Entering edit mode
20 months ago
a615ebfb
▴
40
is this the right way to use bcftools to join/merge biallelic records into a multiallelic? If so, it is not working. No errors but it gives me the same file with my command added to the headers.
# Example with multiallelic:
cat test20.vcf
##fileformat=VCFv4.2
##FORMAT=<ID=GT,Number=1,Type=String,Description="Genotype">
##contig=<ID=chr7>
#CHROM POS ID REF ALT QUAL FILTER INFO FORMAT SAMPLE1
chr7 117559591 Indel TCTT T,TTCT . . . GT 0/0
# Splitting works OK
###fileformat=VCFv4.2
##FILTER=<ID=PASS,Description="All filters passed">
##FORMAT=<ID=GT,Number=1,Type=String,Description="Genotype">
##contig=<ID=chr7>
##bcftools_normVersion=1.17+htslib-1.17
##bcftools_normCommand=norm -m-any -f ../hg38/hg38.fa test20.vcf; Date=Sat Mar 11 15:36:30 2023
#CHROM POS ID REF ALT QUAL FILTER INFO FORMAT SAMPLE1
chr7 117559590 Indel ATCT A . . . GT 0/0
chr7 117559592 Indel CT TC . . . GT 0/0
Lines total/split/realigned/skipped: 1/1/2/0
# Splitting and joining but joining does not work. Why?

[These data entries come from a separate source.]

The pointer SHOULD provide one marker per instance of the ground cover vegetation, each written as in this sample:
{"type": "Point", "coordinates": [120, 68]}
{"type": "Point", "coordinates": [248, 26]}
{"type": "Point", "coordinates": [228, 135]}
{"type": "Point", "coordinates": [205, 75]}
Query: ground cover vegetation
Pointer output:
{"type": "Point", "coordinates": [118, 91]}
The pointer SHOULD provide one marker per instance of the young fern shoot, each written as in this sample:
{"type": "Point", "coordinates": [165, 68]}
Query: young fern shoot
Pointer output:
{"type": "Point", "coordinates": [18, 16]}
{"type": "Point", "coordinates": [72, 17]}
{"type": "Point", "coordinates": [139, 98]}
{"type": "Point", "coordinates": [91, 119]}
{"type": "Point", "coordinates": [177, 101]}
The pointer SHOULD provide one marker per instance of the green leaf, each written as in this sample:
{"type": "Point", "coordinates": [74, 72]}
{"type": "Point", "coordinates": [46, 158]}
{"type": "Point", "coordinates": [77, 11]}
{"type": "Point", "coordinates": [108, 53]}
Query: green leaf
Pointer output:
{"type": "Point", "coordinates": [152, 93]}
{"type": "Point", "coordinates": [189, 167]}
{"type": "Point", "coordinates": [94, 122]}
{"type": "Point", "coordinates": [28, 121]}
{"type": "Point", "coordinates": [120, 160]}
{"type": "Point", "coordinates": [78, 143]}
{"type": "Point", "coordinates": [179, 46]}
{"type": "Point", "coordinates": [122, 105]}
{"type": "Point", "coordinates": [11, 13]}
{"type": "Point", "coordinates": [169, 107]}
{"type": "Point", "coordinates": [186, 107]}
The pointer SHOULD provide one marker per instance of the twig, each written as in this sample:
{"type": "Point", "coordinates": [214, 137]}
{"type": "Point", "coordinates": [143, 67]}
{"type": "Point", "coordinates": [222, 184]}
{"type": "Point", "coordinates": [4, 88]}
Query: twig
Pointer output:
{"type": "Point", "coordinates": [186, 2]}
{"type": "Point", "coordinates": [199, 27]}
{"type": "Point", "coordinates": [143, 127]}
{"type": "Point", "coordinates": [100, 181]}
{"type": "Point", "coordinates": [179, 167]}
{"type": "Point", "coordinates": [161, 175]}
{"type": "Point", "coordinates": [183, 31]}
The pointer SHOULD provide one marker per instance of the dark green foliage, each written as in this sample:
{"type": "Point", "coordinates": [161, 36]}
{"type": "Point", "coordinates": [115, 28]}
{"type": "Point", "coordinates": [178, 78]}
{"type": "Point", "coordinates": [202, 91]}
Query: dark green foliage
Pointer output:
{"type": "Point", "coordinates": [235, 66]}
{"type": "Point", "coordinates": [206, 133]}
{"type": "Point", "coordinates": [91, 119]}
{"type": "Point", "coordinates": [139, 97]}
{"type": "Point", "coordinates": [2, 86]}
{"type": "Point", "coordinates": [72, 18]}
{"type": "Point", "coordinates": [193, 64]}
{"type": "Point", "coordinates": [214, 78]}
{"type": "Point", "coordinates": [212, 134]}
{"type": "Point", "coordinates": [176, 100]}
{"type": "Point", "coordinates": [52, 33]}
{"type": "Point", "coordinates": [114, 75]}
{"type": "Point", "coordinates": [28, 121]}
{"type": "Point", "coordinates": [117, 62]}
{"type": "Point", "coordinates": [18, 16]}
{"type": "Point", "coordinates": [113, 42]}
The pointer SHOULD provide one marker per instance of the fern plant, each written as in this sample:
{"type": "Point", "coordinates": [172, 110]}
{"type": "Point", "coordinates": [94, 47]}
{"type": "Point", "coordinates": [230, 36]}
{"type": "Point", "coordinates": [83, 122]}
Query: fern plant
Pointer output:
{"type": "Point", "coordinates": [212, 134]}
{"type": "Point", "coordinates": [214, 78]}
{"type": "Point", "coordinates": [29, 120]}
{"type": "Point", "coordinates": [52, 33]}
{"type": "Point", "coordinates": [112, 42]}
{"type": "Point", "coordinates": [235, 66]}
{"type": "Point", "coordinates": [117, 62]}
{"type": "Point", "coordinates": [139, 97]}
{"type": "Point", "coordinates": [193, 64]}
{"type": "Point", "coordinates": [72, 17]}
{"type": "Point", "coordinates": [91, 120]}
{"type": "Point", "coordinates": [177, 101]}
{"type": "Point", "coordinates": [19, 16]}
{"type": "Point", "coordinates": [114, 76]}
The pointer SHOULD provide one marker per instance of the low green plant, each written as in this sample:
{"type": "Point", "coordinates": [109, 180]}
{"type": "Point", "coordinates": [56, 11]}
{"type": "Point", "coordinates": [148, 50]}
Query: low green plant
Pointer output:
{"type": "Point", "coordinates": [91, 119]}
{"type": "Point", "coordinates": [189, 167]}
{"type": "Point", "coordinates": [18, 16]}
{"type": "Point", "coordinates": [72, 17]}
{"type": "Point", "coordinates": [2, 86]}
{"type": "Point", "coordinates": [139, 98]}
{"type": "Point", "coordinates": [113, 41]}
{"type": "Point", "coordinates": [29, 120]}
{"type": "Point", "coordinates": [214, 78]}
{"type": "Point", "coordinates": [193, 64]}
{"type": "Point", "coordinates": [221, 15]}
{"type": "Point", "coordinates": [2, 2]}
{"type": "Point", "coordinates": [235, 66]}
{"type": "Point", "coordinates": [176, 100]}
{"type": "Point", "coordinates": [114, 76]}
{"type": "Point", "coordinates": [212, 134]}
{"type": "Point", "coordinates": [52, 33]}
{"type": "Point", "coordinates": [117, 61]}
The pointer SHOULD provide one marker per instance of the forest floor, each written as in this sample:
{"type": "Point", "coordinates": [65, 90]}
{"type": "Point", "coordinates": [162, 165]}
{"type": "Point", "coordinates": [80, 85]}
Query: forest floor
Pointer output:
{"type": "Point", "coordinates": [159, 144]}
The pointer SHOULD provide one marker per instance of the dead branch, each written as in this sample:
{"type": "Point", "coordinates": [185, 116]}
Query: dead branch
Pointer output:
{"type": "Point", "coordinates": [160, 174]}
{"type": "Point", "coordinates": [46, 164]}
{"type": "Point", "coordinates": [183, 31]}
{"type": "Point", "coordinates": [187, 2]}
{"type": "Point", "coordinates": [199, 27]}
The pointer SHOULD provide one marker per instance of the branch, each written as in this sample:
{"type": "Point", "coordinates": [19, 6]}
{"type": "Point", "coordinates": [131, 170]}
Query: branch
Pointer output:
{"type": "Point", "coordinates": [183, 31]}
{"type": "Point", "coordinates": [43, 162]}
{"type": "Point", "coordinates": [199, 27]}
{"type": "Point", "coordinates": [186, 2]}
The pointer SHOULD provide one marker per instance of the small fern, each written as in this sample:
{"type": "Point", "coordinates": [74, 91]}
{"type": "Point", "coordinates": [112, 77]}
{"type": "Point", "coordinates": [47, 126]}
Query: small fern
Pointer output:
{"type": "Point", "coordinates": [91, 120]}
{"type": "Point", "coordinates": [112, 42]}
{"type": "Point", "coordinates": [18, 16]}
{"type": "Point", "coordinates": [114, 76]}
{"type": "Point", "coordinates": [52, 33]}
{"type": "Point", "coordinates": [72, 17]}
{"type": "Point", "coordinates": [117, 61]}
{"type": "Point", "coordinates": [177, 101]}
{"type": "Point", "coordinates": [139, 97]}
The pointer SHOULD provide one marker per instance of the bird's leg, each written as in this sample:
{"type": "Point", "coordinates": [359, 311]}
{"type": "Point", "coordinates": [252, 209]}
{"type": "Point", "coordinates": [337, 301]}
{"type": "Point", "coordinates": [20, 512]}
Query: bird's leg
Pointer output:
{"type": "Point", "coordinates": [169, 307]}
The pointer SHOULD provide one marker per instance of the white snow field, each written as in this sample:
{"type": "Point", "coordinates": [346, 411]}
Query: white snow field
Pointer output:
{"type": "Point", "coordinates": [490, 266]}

bcftools norm -m-any -f ../hg38/hg38.fa test20.vcf | bcftools norm -m+any -f ../hg38/hg38.fa
Lines total/split/realigned/skipped: 1/1/2/0
##fileformat=VCFv4.2
##FILTER=<ID=PASS,Description="All filters passed">
##FORMAT=<ID=GT,Number=1,Type=String,Description="Genotype">
##contig=<ID=chr7>
##bcftools_normVersion=1.17+htslib-1.17
##bcftools_normCommand=norm -m-any -f ../hg38/hg38.fa test20.vcf; Date=Sat Mar 11 15:37:29 2023
##bcftools_normCommand=norm -m+any -f ../hg38/hg38.fa; Date=Sat Mar 11 15:37:29 2023
#CHROM POS ID REF ALT QUAL FILTER INFO FORMAT SAMPLE1
chr7 117559590 Indel ATCT A . . . GT 0/0
chr7 117559592 Indel CT TC . . . GT 0/0
Lines total/split/realigned/skipped: 2/0/0/0
The above command correctly splits my multiallelic record into 2 biallelic recordfs and then it should join them into a single multiallelic record but it does not. Am I doing something wrong or is there a bug?
Thanks.
It's hard to troubleshoot for you without one clear unedited copy of the input VCF specified within a single code block. From your post, I couldn't tell what the input file comprises. However, I made a toy vcf like so based on your first example:
I can split it like so with
bcftools norm -m-any test.vcf
:And I can join the output back again with
bcftools norm -m+any
:Version details:
bcftools 1.15.1 Using htslib 1.15.1
Thanks for the response and troubleshooting, cfos4698. In my initial split, I used -f hg38.fa so there is normalization going on. It is not the same as what you did.